3.13 To a sentence belongs all that belongs to the projection, but not what is projected.
Thus the possibility of what is projected belongs to it, but not it itself.
Its sense is therefore not yet contained in a sentence, but [perhaps?] the possibility of expressing it is.
(“The content of a sentence” means the content of a significant [meaningful, sinnvollen] sentence.)
The form of its sense is contained in a sentence, but not its content.
I’m following Black (p. 100) here in translating Satz as ‘sentence’ rather than ‘proposition.’
You would think that only what is projected (the sense or meaning) is what belongs in common to both a proposition and the sentence that is its projection. But here Wittgenstein says that propositions are really something like potential sentences. Not only do we encounter propositions only in the form of sentences, but propositions exist only as sentences. Because until they are sentences, propositions have no content, no sense.

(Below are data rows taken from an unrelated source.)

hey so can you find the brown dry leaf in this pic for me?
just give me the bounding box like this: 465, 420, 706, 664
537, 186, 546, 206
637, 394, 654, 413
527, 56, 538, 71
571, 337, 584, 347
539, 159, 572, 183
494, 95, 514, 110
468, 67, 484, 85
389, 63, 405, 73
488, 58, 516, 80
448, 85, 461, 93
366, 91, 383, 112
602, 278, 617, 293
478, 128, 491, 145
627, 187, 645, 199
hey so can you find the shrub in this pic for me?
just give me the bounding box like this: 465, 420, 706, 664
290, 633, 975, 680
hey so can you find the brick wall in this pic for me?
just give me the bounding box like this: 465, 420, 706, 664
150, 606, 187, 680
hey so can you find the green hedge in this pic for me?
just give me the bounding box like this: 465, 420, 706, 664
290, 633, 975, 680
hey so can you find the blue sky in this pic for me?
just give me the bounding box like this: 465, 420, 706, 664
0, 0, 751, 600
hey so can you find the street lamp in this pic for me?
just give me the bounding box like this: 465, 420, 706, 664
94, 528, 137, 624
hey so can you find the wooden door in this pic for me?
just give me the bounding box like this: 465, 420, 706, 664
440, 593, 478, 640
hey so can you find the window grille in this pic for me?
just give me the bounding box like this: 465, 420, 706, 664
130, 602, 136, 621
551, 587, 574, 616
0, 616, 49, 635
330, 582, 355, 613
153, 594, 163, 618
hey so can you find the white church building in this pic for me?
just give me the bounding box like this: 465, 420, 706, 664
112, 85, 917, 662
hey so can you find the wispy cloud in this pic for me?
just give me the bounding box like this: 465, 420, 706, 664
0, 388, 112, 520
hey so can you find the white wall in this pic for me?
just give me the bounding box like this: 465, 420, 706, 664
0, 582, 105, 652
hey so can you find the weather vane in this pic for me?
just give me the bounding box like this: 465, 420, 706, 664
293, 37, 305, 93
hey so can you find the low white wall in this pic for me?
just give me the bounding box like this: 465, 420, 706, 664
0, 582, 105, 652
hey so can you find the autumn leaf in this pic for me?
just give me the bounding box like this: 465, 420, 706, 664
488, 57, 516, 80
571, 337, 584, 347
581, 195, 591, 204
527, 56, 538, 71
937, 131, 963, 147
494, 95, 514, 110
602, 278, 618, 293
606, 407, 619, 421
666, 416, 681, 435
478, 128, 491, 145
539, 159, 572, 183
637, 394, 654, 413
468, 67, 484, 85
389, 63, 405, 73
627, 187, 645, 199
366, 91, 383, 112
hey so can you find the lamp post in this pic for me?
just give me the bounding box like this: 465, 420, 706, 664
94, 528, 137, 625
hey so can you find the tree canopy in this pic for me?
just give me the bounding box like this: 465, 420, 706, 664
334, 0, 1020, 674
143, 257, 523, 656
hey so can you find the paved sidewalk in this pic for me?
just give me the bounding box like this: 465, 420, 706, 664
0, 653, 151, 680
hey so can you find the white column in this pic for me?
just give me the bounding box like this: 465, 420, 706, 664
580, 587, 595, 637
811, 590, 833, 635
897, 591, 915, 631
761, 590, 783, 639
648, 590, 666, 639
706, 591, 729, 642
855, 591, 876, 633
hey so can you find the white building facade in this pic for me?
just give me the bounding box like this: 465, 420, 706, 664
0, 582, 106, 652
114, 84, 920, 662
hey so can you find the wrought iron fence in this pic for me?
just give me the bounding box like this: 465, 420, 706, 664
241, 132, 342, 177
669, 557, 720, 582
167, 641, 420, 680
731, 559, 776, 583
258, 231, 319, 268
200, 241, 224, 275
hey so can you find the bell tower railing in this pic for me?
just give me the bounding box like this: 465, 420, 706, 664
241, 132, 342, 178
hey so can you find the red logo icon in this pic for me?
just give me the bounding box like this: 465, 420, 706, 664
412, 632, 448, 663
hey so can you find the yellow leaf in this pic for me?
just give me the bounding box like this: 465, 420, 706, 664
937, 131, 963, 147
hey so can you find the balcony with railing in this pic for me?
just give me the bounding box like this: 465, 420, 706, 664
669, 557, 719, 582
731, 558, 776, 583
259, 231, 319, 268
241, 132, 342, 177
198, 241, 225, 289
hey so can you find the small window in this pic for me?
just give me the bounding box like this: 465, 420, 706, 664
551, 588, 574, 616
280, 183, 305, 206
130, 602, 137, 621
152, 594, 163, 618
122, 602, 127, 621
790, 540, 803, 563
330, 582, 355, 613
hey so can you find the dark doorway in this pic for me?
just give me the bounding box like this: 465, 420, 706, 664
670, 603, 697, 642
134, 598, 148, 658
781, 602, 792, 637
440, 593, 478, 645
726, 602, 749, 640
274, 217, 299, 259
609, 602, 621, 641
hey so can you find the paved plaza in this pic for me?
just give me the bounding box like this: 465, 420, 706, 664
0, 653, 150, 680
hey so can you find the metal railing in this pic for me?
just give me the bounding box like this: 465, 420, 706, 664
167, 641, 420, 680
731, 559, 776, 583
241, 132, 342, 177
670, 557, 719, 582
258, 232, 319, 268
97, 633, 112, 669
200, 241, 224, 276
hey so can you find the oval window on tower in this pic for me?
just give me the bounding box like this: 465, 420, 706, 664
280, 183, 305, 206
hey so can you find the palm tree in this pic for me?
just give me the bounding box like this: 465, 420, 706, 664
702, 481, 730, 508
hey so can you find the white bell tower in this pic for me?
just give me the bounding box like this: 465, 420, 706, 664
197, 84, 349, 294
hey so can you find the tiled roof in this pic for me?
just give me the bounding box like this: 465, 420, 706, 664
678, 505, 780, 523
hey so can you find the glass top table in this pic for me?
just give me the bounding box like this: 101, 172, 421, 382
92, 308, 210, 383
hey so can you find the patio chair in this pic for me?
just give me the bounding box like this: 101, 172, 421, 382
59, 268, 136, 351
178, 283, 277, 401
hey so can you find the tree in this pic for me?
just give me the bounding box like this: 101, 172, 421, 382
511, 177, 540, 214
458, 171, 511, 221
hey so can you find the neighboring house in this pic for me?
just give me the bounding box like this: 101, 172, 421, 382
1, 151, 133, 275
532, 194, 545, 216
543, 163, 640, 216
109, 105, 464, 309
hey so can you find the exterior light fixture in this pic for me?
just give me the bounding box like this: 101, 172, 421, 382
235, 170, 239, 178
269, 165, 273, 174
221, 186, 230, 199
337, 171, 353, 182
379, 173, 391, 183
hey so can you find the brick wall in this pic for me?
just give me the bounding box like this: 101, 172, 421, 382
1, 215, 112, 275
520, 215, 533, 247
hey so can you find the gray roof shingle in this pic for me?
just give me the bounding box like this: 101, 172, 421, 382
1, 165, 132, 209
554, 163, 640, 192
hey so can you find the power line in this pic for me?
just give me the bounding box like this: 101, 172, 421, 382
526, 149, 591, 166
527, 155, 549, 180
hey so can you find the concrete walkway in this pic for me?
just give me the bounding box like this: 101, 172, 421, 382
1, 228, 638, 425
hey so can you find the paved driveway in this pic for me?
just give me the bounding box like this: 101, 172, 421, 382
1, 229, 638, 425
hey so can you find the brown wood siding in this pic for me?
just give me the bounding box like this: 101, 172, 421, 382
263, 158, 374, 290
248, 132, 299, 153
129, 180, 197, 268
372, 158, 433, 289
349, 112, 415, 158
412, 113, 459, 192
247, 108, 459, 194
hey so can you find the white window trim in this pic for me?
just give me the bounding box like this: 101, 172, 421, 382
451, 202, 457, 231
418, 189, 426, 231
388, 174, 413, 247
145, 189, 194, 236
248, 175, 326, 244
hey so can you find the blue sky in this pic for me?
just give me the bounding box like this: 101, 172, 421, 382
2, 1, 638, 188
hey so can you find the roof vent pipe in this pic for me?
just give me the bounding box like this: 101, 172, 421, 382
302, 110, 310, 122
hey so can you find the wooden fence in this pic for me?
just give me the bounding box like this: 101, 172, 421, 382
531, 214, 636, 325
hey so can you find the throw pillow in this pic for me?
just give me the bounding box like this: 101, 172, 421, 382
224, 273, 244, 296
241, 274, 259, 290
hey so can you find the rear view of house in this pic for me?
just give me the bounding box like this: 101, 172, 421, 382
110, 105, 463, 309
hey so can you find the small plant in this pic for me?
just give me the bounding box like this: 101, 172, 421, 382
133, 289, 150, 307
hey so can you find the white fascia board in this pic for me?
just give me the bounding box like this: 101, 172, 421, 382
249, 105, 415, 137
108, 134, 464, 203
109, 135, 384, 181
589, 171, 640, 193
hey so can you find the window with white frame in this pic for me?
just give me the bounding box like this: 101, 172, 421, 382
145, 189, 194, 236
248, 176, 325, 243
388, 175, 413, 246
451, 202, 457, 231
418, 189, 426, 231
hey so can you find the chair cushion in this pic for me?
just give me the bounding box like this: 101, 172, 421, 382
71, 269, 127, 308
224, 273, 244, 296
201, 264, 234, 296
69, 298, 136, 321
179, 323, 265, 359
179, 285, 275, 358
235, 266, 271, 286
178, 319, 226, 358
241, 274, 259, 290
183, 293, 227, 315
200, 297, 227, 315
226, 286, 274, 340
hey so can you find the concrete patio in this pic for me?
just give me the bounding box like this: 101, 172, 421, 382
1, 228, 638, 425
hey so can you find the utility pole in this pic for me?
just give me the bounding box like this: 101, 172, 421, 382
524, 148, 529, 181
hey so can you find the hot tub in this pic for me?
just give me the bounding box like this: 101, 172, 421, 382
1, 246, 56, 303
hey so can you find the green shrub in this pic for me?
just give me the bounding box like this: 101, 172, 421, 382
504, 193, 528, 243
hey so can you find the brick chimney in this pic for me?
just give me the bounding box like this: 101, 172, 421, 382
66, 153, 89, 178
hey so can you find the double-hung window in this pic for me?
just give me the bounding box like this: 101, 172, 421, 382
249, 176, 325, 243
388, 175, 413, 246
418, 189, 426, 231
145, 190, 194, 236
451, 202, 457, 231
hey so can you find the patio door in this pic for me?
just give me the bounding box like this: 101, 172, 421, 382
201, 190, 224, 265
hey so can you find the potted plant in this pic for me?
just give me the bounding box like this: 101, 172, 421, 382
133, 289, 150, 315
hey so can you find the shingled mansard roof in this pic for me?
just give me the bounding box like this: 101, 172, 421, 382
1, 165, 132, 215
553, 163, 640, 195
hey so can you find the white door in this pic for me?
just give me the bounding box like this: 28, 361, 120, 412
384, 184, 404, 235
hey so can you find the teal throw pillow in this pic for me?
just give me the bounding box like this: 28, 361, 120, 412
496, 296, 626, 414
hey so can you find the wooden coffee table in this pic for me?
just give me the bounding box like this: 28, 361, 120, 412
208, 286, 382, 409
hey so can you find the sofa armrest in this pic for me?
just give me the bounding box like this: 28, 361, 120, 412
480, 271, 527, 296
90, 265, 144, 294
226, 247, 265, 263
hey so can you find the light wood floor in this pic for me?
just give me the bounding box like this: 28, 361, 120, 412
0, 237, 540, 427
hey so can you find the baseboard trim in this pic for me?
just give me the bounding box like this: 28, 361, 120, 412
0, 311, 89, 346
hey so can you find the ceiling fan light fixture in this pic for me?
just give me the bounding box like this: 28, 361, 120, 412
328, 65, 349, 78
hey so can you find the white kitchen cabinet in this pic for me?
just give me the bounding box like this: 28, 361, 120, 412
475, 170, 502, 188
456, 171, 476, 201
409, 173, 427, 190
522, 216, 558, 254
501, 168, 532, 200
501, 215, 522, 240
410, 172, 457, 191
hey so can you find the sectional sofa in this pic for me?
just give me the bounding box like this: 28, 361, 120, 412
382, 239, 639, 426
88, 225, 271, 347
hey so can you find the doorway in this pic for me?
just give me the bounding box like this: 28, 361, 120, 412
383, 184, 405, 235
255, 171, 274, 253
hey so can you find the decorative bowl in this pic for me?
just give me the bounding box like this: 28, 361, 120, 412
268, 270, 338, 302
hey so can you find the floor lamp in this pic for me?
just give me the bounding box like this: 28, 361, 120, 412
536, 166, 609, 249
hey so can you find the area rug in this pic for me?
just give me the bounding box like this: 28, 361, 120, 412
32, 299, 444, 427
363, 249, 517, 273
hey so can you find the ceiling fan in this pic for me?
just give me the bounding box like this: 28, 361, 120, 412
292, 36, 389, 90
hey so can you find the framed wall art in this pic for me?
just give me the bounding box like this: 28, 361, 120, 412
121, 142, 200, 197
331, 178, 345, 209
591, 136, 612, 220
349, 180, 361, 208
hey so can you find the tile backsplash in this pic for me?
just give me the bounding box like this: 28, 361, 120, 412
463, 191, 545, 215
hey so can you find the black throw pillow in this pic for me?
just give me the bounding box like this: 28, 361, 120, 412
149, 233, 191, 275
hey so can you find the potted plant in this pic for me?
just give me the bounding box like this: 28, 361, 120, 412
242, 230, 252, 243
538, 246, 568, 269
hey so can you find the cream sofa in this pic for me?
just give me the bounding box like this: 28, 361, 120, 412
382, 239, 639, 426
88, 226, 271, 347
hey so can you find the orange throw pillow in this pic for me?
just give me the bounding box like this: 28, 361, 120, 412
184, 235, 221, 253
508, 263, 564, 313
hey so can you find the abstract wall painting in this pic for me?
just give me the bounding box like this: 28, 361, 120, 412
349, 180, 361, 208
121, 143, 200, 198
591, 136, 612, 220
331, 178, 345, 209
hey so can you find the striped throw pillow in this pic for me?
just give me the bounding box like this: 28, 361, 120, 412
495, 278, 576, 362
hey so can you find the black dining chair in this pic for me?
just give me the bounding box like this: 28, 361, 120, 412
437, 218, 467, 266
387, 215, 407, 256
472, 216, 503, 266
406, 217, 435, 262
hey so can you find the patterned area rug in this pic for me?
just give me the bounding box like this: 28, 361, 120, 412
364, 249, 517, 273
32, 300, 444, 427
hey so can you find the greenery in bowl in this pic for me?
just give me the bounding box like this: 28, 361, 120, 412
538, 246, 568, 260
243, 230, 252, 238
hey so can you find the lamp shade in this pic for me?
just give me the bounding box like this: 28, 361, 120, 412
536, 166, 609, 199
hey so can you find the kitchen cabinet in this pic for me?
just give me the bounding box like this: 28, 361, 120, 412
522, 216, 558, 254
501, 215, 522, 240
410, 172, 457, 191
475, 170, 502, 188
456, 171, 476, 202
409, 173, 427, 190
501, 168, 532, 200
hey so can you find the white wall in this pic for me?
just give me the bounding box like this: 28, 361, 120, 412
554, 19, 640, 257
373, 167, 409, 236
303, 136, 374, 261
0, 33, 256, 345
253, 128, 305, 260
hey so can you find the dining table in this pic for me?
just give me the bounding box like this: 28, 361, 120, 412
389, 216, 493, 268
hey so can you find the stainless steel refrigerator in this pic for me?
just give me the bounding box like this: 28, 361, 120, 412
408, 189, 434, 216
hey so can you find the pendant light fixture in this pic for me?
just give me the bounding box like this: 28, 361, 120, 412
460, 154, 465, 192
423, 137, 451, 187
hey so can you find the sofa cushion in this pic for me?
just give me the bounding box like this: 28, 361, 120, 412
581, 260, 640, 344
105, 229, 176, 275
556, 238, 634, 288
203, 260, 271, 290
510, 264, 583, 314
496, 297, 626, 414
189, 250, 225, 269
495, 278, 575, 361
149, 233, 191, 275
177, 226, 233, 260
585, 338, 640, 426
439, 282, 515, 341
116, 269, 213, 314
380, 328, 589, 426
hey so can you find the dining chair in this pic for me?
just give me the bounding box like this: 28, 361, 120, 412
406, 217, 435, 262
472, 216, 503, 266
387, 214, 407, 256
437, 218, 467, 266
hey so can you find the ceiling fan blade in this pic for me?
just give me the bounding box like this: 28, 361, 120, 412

And a proposition without sense is hardly a proposition at all, is it? If a proposition has only form then it certainly has no real existence. It is a logical fiction or hypothetical ‘entity’ used for thinking about logic. Its ‘existence’ is purely logical, not metaphysical at all.
Alternatively, the first sentence of 3.13 might be read as saying that propositions and sentences (tokens) have everything in common except the physical manifestation that is the sentence (token). That (the physical stuff) is what is projected. Thus the possibility of being communicated belongs to a proposition, but not the perceptible properties necessary for communication themselves. It therefore has no use yet (so sense is use?), but only the possibility of being used. This doesn’t sound too implausible, but what would be “the possibility of expressing the sense of a proposition” if this sense were itself the expression of a proposition/thought/sentence? The second half of 3.13 seems incompatible with the reading offered in this paragraph. So we are back with my previous paragraph. What now to make of the first sentence of 3.13, which does sound odd? I think oddness often indicates irony in the Tractatus. To a proposition belongs nothing, in other words, because what is projected exists only in sentences. (Or thoughts ‘embodied’ in some perceptible medium. I don’t see why this has to be physical and not, say, the stuff of a Cartesian mind.)
Black (p. 100) says that what belongs to the projection means “all that is internal to the representing relation, i.e. the logical form that the sentence has in common with the state of affairs it represents (2.18)” and what is projected means the sense. He also says (same page) that: “form of its sense = ‘form of the possible state of affairs presented’ = ‘the logical form’.”